61 years after his assassination, the remains of Patrice Lumumba are returned home – or, as his children say, “the Congo returns to Congo”. On June 30th, 1960, Patrice Lumumba became the first Prime Minister in the history of Congo, as the country gained independence after 80 years of Belgian colonial rule. An outspoken anti-colonialist, he intended to use the huge wealth of his country to benefit its people. Six months later, he was killed in the province of Katanga with his two political allies, Joseph Okito and Maurice Mpolo, and their bodies were dissolved in sulphuric acid. All that remained was a single tooth, taken from Patrice Lumumba’s dead body before it was disposed of  by a Belgian police officer who held onto it until his own death in 2000.

Lumumba’s assassination was followed by the rise of the dictatorship of Mobutu Sesse Seko, who remained in power until 1996, thanks to strong western support. The events surrounding Lumumba’s death and Mobutu’s ascendance have had a lasting impact on Congo to this day.

Historical research has now proven that Belgium, the US, and the United Nations were all involved in the murders of Lumumba, Okito, and Mpolo.
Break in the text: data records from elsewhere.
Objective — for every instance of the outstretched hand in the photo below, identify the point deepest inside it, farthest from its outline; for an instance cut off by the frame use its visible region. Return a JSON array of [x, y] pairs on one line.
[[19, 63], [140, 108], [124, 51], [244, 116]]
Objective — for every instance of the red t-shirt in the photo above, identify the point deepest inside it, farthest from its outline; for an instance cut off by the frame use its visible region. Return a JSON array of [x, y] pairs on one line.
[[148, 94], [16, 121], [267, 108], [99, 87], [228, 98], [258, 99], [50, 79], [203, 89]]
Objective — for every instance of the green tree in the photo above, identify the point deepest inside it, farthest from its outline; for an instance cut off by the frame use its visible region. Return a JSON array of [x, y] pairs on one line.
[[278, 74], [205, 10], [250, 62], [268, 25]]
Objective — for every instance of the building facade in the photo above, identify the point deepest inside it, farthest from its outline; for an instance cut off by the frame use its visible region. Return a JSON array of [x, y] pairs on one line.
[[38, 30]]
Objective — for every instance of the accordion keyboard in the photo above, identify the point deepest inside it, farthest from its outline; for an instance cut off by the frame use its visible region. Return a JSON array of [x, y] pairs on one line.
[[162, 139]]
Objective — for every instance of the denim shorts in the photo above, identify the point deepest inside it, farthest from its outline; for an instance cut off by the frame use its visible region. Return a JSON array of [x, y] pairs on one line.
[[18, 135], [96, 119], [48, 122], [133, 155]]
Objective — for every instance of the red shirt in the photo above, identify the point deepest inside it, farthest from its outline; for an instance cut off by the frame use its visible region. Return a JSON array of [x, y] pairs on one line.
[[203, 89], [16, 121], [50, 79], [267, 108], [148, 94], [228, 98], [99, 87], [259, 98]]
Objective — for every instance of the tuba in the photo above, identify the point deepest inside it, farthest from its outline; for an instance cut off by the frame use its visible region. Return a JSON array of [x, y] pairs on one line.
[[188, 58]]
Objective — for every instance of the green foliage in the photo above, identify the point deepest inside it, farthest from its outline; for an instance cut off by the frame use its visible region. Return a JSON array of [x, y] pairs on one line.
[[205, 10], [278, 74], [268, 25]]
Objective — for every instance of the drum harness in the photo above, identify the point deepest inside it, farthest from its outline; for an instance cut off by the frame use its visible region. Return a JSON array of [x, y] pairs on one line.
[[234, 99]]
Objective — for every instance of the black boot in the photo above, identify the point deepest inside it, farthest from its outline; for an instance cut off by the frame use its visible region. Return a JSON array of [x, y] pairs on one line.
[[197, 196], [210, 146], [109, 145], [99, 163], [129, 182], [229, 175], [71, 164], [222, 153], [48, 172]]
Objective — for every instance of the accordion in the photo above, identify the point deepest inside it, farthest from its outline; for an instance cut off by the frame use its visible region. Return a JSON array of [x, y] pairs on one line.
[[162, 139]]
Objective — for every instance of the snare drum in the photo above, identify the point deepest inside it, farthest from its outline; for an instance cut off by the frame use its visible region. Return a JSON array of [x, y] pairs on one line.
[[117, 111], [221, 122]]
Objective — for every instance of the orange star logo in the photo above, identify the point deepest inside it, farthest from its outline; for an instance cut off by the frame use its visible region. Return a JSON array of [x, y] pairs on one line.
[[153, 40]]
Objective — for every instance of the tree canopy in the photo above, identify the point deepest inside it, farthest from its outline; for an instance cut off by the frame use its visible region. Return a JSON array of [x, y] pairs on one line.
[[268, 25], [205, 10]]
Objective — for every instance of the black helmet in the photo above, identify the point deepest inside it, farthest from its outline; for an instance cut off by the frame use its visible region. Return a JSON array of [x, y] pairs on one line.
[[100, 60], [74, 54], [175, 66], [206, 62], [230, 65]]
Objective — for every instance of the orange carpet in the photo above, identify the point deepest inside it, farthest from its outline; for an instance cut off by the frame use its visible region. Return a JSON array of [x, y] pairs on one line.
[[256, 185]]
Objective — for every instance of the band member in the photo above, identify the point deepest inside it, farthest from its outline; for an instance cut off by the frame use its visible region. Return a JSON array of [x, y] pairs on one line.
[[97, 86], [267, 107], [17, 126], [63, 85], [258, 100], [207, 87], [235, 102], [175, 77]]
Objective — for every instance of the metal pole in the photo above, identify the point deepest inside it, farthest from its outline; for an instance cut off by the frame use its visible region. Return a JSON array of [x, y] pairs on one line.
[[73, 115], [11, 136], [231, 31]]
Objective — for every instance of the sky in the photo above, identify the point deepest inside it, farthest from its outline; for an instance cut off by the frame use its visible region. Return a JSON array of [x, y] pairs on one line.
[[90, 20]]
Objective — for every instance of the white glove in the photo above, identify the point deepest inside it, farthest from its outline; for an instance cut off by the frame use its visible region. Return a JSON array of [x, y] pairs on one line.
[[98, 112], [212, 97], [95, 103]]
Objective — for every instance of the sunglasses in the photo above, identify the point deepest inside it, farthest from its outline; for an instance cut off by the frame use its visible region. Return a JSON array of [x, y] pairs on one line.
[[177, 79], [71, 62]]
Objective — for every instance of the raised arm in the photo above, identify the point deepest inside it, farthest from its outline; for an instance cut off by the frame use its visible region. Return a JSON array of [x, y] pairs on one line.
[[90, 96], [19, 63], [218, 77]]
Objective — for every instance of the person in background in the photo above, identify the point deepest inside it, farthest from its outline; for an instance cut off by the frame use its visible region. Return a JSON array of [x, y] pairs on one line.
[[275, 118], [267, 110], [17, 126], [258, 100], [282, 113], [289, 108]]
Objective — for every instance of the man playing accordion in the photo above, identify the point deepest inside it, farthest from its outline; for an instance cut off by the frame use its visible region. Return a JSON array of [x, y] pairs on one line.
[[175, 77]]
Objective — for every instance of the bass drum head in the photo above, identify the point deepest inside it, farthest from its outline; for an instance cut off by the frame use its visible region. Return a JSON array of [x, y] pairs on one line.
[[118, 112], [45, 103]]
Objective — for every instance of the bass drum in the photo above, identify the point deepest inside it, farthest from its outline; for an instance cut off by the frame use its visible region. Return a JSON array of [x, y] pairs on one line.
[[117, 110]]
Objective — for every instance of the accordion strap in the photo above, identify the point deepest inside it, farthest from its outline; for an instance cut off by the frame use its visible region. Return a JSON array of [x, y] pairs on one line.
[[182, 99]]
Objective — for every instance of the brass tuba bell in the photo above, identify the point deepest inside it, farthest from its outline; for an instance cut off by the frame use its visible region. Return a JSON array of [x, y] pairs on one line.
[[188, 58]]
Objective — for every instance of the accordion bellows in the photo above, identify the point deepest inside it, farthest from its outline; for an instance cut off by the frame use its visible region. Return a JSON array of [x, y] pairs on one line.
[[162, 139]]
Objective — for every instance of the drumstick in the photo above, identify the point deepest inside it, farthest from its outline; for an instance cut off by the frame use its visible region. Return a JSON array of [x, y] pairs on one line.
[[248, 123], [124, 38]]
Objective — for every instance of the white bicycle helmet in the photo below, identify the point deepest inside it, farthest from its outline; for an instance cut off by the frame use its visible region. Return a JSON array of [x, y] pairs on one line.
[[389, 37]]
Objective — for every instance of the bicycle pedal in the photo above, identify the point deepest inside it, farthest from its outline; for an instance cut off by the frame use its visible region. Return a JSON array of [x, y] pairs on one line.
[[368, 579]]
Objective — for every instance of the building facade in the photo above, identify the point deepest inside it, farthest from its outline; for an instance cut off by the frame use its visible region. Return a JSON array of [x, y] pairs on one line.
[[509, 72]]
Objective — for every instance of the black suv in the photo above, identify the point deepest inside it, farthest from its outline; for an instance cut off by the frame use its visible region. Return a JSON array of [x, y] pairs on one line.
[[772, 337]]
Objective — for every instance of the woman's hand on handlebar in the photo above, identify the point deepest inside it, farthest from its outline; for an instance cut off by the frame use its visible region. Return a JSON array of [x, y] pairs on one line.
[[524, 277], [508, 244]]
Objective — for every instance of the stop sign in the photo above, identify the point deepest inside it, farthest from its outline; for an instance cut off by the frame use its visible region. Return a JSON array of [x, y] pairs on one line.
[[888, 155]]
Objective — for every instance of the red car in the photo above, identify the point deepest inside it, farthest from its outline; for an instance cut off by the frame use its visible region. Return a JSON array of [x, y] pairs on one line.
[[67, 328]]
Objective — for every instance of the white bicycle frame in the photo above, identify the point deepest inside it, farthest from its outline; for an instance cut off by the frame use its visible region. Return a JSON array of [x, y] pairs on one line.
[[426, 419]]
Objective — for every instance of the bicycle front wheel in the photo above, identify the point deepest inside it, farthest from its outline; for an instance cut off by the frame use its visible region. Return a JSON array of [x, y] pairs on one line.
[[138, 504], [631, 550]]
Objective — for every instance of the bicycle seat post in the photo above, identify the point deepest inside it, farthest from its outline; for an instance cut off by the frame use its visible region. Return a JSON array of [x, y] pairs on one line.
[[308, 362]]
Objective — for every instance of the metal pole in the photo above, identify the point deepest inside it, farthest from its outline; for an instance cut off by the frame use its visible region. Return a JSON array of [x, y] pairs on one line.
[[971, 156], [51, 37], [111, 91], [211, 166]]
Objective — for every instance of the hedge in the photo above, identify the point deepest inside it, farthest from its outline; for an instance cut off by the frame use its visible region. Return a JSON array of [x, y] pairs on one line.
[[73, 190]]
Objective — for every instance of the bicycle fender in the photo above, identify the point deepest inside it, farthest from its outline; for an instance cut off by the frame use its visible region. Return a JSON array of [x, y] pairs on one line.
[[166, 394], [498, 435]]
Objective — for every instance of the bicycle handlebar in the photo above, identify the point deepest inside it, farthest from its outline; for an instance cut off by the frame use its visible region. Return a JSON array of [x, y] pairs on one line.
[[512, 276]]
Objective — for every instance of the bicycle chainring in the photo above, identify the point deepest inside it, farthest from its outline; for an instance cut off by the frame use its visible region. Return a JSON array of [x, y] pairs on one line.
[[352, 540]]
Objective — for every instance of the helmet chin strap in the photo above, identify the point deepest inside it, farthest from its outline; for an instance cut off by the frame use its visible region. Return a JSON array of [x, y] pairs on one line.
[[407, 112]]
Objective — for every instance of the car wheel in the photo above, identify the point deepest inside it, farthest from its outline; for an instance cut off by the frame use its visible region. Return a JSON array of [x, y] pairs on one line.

In 2001, a parliamentary commission admitted Belgium had “a moral responsibility” in the crimes, and in 2022, the Belgian government finally took the step to officially return Patrice Lumumba’s tooth to his children’s hands. 

Through the story of the repatriation of Lumumba’s tooth, LUMUMBA: RETURN OF A HERO chronicles the tragic fate of Congo’s most important political figure.


DEDICATION:

Katherine “KeKe” Kean
March 28, 1939 - July 25, 2023

We at Maysles Documentary Center would like to honor the life of our dear friend and supporter, Katherine “KeKe” Kean. In a quiet way, KeKe provided the spark that ignited the idea for Maysles Documentary Center, when she invited Albert Maysles and his family to a screening and panel discussion downtown. The experience moved the Maysles family to create an uptown venue for films and discussion, and thus the Documentary Center was born. KeKe was one of MDC’s earliest and defining curatorial voices. Her widely successful “Haiti in Harlem” film and event series set the path for the multi-faceted, social justice oriented programming we are known for today. We are deeply grateful for the beauty and inspiration KeKe brought to the world — her spirit will endure in the works she created and supported, as well as in the lives of those she touched.